Andere getallen gaan bijvoorbeeld over sportprestaties. Toen ik de atletiek nog heel belangrijk vond, in het verleden, hadden die nummers hadden zelfs een aanduiding. Persoonlijk record [PR] heetten deze. En de meeste daarvan liggen voor eeuwig vast. Want, hoewel tal van sporten met leeftijdscategorieën werken — zo zullen zowel Steven Abraham als Tarzan Searvogel beiden een jaarrecord vestigen, domweg omdat ze niet in dezelfde veteranenklasse rijden — vind ik zo een onderscheid wat kunstmatig.
Het interesseert me weinig dat ik ook op leeftijd gekomen elke periode van vijf jaar weer nieuwe records kan lopen, springen, of werpen, als die nogal onderdoen voor wat me eerder lukte.
Een relatief onbekend nummer dat iets met prestatie te maken heeft, en tegelijkertijd voor mij toch vooral met plezier, is het Eddington-nummer. Voor fietsers wel te verstaan.
De Britse fysicus Arthur Eddington kreeg namelijk twee nummers naar zich genoemd. Het eerste Eddington getal gaat over het aantal protonen in het universum. Ook leuk. Alleen voor nu even niet zo nuttig om verder op in te gaan.
Zijn tweede nummer is een maat voor lange-afstandrijders, en legt vast hoe vaak iemand tenminste éen bepaalde afstand heeft gefietst. Eddington’s eigen E-nummer was 84. Wat betekent dat hij in zijn leven op 84 dagen een fietsrit van tenminste 84 mijl heeft afgelegd.
Ik ben opvallend benieuwd naar mijn E-nummer — en weet dat ik het nooit zal kennen. Pas sinds 2013 leg ik systematisch mijn gereden dagafstanden in een spreadsheet vast. Van alle ritten daarvoor — en mijn meest actieve fietsperiode lag heel lang terug — is er hoogstens nog sporadisch en anekdotisch bewijs.
Wel is me al opgevallen dat het makkelijker is om een E-nummer in mijlen aan te houden dan een E-nummer in kilometers.
100,00 km = 62,14 mijl
Voor een E-nummer van 62 hoef ik maar op 62 dagen die 100 kilometer gereden te hebben, en geen honderd keer.
Ik weet overigens vrij zeker dat mijn E-nummer hoger is dan 62 — vorig jaar alleen al reed ik 41 keer meer dan 100km/62 mijl. Alleen, hoe veel hoger dat is een vraag die wel nooit beantwoord zal worden.
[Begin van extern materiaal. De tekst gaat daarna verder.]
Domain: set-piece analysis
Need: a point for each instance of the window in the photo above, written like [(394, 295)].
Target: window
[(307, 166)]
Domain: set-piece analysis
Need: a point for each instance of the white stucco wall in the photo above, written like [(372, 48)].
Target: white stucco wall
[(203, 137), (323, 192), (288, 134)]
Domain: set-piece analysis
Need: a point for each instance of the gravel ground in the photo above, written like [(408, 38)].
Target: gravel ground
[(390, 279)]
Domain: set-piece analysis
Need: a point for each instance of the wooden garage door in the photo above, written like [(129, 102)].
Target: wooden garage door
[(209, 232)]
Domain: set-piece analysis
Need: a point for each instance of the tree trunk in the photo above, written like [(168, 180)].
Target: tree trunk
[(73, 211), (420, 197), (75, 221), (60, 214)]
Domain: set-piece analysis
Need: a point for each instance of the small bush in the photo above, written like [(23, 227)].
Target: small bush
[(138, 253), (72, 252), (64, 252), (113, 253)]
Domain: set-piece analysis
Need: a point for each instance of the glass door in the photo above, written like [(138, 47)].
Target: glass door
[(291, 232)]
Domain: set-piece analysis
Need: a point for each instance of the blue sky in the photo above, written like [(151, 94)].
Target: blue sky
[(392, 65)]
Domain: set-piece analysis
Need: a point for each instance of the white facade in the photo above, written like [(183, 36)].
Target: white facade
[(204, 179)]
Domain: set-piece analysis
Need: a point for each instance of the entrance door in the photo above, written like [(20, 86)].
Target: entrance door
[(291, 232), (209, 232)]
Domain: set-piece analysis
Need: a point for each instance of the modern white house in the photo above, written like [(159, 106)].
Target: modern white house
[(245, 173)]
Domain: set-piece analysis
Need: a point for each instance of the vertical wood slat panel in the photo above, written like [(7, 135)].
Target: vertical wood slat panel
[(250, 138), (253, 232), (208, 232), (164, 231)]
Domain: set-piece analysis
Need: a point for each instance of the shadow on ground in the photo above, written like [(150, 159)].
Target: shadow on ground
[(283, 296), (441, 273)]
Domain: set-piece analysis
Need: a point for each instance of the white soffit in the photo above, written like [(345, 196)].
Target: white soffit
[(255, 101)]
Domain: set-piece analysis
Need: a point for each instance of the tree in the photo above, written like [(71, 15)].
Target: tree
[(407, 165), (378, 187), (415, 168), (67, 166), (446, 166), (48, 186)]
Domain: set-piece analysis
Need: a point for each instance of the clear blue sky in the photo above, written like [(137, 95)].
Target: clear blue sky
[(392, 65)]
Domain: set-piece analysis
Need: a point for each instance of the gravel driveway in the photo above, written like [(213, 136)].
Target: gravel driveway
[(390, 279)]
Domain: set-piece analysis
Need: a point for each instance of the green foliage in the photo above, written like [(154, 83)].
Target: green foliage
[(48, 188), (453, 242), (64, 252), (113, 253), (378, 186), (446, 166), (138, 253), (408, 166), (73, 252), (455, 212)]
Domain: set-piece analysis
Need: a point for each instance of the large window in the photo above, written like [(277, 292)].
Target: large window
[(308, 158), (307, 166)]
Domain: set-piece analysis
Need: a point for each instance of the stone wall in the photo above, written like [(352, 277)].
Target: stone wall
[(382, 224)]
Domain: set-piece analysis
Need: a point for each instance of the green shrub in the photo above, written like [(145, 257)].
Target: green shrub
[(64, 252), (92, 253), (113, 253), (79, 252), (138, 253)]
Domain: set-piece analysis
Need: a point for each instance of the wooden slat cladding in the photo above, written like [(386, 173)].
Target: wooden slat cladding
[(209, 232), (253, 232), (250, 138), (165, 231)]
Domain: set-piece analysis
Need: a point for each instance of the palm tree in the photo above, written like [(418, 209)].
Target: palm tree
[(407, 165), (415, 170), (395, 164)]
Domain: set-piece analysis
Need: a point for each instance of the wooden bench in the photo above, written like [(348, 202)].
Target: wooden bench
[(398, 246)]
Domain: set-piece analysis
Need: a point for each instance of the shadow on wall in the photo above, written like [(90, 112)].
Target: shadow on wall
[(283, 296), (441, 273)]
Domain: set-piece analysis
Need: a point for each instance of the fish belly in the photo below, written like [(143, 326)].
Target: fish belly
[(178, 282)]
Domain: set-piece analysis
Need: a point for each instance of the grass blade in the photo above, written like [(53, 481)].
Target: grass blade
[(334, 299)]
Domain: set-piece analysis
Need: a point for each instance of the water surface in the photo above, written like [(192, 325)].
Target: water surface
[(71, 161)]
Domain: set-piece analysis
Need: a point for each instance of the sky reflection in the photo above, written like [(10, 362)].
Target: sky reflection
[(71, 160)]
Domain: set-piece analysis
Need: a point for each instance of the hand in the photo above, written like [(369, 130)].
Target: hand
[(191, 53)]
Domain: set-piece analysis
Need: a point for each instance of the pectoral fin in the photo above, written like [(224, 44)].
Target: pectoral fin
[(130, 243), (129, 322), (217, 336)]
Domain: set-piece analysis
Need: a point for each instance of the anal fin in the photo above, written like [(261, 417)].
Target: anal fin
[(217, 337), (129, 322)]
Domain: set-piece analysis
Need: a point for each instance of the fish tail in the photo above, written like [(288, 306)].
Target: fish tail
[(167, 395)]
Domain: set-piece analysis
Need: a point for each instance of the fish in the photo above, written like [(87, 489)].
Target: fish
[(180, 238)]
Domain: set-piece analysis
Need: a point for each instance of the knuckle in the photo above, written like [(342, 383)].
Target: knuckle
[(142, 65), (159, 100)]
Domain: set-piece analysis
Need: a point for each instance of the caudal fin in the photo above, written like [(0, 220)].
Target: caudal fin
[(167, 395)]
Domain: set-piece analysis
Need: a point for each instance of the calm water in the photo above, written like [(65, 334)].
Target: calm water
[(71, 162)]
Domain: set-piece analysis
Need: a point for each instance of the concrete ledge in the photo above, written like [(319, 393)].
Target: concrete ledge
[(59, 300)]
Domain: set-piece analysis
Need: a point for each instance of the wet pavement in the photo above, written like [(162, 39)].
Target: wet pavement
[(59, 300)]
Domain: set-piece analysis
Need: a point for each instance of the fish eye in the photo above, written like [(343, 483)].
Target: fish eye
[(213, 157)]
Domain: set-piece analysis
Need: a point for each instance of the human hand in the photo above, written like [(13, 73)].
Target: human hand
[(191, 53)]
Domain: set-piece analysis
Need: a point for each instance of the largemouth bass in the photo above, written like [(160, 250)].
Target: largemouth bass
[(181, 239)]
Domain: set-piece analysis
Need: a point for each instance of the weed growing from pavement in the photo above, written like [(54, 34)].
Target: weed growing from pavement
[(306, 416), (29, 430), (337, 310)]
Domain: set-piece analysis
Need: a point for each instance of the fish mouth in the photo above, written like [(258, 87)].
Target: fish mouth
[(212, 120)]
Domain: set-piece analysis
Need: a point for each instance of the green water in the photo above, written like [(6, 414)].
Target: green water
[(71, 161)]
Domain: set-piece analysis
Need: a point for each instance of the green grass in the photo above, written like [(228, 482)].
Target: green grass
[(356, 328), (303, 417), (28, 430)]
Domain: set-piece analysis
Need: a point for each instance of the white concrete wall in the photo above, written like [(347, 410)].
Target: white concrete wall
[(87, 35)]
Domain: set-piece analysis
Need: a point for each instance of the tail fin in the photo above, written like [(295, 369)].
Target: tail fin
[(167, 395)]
Tenzij ik de komende jaren nog een grote honger krijg tot het rijden van grote dagafstanden; wat me vrijwel uitgesloten lijkt.
Dwing me tot een schatting, dan zeg ik nu >80; ofwel minstens 80 x zeker 129 km.
En daarmee zal ik mijn best doen ook dit getal weer te vergeten.
[x]#11689 fan zaterdag 14 februari 2015 @ 00:00:42
Eert op 22 maart 2015 @ 15:33:18
Dankzij dit logje was ik sinds een maand op de hoogte van het Eddington-nummer, en daardoor was ik vandaag aangenaam verrast toen het vermeld stond bij een lijstje statistieken op veloviewer.com. Wel een hoop gedoe, want je moet eerst al je fietstochtjes loggen in bijvoorbeeld strava, en daarna dat in Veloviewer importeren (en tegenwoordig moet je ook nog betalen om al je geschiedenis te kunnen importeren). En dan krijg je een getal (of nou ja, gelukkig wel 2, want in mijl en in kilometer) waar je werkelijk niets mee opschiet maar toch moeilijk zonder kan als je weet dat het te weten is.